This semester, the Southeast European Studies programme had the pleasure of welcoming another distinguished guest professor. Prof. Dr. Danijela Majstorović from the University of Banja Luka taught the seminar “Feminist Epistemologies: Situating Knowledge in Context.”
The course explored the intersections of class, race, gender, and national/ethnic identity within the broader framework of global inequalities, war, and violence. Emphasising feminist, non-hierarchical, and participatory methodological approaches, the seminar introduced and critically examined feminist and affect theories, qualitative research methods, and discourse analysis. Drawing on examples from post-socialist Bosnia and Herzegovina, Prof. Majstorović highlighted questions of positionality and intersectionality in global (post)war contexts.
Her guest professorship was funded by the Bavarian State Ministry of Science and the Arts through its programme for attracting international guest professors.
Prof. Danijela Majstorović is a full professor in the Department of English Linguistics at the University of Banja Luka, Bosnia and Herzegovina, where she teaches courses in discourse analysis, communication, media, and cultural studies.
She is a recipient of both the Fulbright and Alexander von Humboldt fellowships and has published extensively on public language use, ethnicity and identity politics, gender, and migration.

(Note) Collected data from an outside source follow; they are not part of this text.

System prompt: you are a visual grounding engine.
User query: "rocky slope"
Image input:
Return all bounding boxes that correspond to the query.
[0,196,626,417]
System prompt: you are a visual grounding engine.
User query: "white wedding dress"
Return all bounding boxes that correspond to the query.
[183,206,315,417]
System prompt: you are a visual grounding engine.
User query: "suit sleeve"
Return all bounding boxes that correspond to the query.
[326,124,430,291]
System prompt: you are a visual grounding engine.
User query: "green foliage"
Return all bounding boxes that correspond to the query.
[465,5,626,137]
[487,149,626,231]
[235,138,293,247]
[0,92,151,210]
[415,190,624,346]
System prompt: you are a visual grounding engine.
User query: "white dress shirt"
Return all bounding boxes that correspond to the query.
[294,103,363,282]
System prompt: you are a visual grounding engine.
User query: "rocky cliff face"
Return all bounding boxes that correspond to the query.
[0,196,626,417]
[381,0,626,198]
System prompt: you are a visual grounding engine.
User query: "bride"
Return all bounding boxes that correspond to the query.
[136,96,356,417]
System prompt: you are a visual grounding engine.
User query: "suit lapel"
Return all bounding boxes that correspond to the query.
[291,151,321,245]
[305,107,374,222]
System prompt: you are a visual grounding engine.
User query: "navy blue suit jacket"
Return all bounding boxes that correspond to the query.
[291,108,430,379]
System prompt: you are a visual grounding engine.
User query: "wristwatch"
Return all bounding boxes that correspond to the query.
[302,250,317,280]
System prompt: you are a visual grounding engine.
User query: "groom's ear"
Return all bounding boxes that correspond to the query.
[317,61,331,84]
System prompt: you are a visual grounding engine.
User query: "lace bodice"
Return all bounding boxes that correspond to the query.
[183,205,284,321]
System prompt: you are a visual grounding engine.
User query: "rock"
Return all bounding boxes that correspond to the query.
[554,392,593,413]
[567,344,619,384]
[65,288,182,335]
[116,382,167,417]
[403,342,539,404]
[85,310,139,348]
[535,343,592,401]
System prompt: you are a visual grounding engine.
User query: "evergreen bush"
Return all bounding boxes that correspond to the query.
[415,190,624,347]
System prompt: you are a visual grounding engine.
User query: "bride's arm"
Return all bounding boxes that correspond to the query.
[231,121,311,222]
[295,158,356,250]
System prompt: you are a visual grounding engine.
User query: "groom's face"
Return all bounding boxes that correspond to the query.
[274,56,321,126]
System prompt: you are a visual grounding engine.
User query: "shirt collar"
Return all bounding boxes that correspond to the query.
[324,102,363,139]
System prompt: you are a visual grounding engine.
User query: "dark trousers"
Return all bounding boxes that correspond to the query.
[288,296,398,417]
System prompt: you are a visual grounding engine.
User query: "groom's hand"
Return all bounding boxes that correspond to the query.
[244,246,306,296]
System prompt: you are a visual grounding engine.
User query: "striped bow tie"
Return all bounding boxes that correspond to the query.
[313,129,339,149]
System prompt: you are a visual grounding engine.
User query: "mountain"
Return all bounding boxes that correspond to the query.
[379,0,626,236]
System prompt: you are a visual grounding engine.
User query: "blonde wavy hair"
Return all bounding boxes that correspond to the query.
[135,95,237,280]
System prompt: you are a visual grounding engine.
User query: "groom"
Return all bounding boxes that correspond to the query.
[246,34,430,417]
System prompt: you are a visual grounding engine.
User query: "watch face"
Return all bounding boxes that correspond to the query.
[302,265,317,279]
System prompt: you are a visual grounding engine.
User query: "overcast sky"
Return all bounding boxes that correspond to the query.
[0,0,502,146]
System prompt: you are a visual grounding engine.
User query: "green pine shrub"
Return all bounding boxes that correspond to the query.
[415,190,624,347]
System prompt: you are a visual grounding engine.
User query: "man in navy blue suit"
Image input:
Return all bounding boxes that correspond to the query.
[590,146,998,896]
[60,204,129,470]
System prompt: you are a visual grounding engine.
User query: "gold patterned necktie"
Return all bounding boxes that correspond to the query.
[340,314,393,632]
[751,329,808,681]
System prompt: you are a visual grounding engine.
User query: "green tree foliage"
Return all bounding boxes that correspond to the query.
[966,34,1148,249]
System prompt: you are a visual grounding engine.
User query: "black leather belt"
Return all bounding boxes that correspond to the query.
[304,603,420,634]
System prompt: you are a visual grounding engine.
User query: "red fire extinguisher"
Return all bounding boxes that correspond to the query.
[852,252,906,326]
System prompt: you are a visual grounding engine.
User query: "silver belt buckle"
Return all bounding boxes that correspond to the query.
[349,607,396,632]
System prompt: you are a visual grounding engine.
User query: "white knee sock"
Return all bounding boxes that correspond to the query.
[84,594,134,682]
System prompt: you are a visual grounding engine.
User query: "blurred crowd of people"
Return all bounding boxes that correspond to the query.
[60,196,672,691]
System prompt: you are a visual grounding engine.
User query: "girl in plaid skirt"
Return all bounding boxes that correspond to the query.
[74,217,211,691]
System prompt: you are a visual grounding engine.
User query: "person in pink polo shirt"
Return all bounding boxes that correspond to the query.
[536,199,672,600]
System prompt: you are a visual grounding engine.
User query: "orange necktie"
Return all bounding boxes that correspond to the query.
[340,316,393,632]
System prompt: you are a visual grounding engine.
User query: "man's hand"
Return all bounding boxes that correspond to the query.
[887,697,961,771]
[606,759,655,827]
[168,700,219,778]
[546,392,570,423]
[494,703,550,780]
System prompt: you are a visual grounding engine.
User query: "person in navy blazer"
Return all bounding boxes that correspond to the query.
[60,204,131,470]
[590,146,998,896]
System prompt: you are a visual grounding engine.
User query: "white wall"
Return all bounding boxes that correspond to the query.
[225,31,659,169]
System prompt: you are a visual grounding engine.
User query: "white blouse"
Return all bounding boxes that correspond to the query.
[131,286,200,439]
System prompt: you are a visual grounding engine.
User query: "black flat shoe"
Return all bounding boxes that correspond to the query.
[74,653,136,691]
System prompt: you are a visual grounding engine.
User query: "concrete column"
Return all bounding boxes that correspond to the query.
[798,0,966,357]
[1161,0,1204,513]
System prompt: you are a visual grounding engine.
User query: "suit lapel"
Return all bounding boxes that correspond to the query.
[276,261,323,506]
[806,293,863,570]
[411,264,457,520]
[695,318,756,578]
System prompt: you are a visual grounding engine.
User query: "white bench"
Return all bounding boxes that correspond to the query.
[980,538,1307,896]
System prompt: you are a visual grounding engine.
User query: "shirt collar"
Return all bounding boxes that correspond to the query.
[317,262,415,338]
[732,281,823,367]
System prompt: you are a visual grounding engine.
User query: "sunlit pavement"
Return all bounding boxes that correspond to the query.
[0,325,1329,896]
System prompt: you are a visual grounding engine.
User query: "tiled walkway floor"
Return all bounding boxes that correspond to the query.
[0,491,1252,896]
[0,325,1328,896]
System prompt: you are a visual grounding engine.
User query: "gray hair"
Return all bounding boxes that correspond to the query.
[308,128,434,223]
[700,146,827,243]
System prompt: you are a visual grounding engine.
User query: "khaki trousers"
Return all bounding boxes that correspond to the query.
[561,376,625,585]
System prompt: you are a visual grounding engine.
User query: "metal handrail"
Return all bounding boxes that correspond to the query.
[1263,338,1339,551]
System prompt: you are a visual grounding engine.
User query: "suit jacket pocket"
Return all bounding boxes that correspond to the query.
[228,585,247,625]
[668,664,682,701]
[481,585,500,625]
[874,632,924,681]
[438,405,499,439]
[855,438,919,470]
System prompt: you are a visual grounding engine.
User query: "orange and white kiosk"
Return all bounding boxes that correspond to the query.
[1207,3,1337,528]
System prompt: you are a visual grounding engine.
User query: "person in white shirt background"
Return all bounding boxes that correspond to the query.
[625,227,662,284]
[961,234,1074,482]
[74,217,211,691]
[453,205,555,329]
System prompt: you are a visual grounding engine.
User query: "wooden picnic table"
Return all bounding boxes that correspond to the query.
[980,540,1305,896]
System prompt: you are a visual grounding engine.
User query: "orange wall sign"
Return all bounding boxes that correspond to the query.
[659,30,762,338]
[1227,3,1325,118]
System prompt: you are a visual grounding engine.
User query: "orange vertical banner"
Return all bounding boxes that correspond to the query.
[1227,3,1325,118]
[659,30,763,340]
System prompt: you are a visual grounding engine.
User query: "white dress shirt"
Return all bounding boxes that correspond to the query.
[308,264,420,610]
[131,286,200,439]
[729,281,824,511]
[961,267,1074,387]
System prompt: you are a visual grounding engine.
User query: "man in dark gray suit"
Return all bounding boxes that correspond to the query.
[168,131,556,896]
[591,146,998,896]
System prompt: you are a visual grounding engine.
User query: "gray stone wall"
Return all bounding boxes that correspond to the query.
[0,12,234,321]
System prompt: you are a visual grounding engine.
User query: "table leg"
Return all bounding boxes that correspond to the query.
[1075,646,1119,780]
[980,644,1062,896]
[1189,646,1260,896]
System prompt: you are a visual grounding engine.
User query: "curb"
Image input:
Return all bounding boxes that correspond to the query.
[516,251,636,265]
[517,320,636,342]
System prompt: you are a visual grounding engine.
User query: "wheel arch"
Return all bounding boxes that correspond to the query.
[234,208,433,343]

Beyond her academic work, she co-founded the Center for Social and Cultural Repair, a nongovernmental organization that conducts independent social research focused on marginalized groups, including women and sexual and ethnic minorities.
She is also the author of two documentaries: Counterpoint for Her (2004), which explores sex trafficking, and Dream Job (Posao snova, 2006), about East European women in the entertainment industry.
We especially recommend her latest book: “Discourse and Affect in Postsocialist Bosnia and Herzegovina: Peripheral Selves”. This volume offers an empirically rich, self-reflexive account of the making and breaking of peripheral selves in and from postsocialist Bosnia, through the lens of political, economic, and ideological developments. It will be of interest to scholars in linguistics, sociology, post-Yugoslav studies, cultural studies, and anthropology.